69Kb?! You're fired!
Side-side note: I am no mathematician, so maybe there's a good answer to
this but, with the sliders in the Attractor palette you can easily go
outside the range of acceptable values manually. With each attractor
type, is there a well defined min and max for each param? If so, how
much of a pain would it be to limit the sliders to the values? So if I
pick Lorenz-84, paramA's slider will go from -1 on the low end to +1 on
the high end (I'm just making up numbers for the argument!) That way if
I am manually adjusting the attractor I won't be running into values
that won't produce a result. (I am a big advocate of manual control. The
search option is nice for a starting point, but I'd rather build these
forms by more manual control.)
All attractors parameters do have a well defined limit, which is also
the range of the sliders. They have been fixed empirically, as a
boundary to the parameter space where most strange attractors are
If you think of the three parameters of the Polynomial A equation as the
coordinate of a point in a 3D space, you can imagine a set of points in
this space for which parameters will yield a strange attractor.
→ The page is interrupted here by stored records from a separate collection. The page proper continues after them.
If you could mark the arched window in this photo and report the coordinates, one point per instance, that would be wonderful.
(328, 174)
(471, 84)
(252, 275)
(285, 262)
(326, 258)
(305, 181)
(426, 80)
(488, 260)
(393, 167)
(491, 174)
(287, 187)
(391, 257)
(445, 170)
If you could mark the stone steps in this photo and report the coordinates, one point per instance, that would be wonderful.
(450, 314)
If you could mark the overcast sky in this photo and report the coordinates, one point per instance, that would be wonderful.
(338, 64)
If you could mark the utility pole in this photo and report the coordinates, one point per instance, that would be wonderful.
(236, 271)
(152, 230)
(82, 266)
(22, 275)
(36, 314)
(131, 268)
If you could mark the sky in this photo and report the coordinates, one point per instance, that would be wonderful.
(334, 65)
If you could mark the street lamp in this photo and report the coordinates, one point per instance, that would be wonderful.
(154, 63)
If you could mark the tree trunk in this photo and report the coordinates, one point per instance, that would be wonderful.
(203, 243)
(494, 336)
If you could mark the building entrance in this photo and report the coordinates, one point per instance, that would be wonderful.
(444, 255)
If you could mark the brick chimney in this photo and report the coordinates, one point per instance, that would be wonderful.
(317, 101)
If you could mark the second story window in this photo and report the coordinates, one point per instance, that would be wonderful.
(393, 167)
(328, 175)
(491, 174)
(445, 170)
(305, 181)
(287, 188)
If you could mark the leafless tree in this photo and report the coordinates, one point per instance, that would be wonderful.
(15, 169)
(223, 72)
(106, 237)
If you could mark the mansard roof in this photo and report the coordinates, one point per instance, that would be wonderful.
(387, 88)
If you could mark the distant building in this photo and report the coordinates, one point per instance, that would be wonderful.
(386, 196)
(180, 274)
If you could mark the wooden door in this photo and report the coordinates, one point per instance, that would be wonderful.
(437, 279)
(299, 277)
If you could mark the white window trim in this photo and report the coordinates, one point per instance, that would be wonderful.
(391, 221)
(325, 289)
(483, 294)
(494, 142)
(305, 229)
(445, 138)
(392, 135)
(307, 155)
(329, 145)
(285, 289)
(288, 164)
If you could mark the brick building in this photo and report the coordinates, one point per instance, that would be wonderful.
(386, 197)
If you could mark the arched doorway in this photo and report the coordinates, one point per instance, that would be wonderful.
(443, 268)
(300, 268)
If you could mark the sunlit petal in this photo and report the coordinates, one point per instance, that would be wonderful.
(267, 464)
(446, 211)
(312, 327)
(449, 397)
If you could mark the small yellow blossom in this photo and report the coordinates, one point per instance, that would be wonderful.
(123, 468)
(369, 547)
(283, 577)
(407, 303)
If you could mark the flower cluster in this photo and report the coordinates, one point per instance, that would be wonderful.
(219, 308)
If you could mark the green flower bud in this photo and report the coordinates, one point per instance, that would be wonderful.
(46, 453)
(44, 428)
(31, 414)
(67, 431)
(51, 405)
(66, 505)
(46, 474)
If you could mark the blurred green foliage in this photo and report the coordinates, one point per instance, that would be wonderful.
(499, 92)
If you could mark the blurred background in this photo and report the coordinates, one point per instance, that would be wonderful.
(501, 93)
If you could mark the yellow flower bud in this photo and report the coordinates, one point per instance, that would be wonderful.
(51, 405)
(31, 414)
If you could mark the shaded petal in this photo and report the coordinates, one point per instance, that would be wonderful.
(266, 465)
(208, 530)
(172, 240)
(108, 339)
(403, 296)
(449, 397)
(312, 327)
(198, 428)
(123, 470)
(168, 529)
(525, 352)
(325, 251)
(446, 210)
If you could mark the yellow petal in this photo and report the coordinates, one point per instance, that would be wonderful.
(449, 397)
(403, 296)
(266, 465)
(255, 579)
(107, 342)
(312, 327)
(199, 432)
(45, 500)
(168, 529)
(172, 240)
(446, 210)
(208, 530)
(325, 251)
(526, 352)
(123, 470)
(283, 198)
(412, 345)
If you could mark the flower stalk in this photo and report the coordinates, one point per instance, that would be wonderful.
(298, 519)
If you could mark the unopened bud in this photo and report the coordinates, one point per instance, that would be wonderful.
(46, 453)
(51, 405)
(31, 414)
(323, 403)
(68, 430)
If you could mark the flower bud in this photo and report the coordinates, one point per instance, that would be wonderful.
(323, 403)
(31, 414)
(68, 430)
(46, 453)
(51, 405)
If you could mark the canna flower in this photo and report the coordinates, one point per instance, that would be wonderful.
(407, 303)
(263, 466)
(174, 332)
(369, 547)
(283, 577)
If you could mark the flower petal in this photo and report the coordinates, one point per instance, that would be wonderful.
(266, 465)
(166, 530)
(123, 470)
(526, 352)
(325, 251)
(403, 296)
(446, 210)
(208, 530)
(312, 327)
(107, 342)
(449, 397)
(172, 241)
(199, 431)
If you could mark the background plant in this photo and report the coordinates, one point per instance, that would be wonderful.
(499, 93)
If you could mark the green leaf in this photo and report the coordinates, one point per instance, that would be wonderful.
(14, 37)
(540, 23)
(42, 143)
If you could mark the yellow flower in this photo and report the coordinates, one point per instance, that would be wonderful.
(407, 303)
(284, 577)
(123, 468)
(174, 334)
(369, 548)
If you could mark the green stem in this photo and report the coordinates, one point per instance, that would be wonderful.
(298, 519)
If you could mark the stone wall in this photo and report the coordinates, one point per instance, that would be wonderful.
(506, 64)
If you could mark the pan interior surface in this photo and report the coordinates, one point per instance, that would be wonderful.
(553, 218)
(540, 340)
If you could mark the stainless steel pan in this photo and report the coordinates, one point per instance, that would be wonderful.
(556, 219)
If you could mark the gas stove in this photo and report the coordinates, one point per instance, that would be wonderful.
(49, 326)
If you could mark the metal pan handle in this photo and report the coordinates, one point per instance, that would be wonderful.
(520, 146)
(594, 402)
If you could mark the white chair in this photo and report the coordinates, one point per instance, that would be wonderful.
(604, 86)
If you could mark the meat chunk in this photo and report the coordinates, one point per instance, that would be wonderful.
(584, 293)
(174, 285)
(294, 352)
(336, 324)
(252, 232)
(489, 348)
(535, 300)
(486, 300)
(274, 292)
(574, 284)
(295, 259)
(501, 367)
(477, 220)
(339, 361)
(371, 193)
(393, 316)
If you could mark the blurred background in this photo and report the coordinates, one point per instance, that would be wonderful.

This is
similar to how a Mandelbrot set is calculated : the parameters of the
equation are the real and imaginary parts of Z, and the points within
the set are those for which parameters yield an attractor, where the
orbit doesn't escape or bailout.
The best attractors are found manually, so you are right on that.
As you know, the boundary of the Mandelbrot set is not only extremely
complex, it is also fractal, and although I believe the Polynomial A set
isn't equivalent in complexity nor is fractal, it isn't just a spheroid.
Keeping the Polynomial A as an example, the minimum and maximum values
of each parameter are the opposite faces of a cube which is its search
domain. Each parameter is a line parallel to each axis going across the
cube, so the three lines intersect at the same point, within the cube.
Going along one of the lines, you can see what parts of the line are
inside the attractor set, i.e. what values of the equivalent parameter
will yield an attractor. These values won't be contiguous.
Of course, when you modify a value, or move the intersection point along
one of the lines, the two other will move as well, thus going through a
different part of the attractor set.
Therefore it's not easy to define a search domain, or the parameters
range, without limiting too much the set of possible attractors. But a
larger search domain makes manual search a long-winded process.
I've been thinking about rendering these sets : the user would have to
select three or more parameters and define their corresponding plane
(ex. P0 -> X, P1 -> Y, P2 -> Z, etc.). Imagine doing it with all the
parameters of the Polynomial C, in an 18 dimensions space!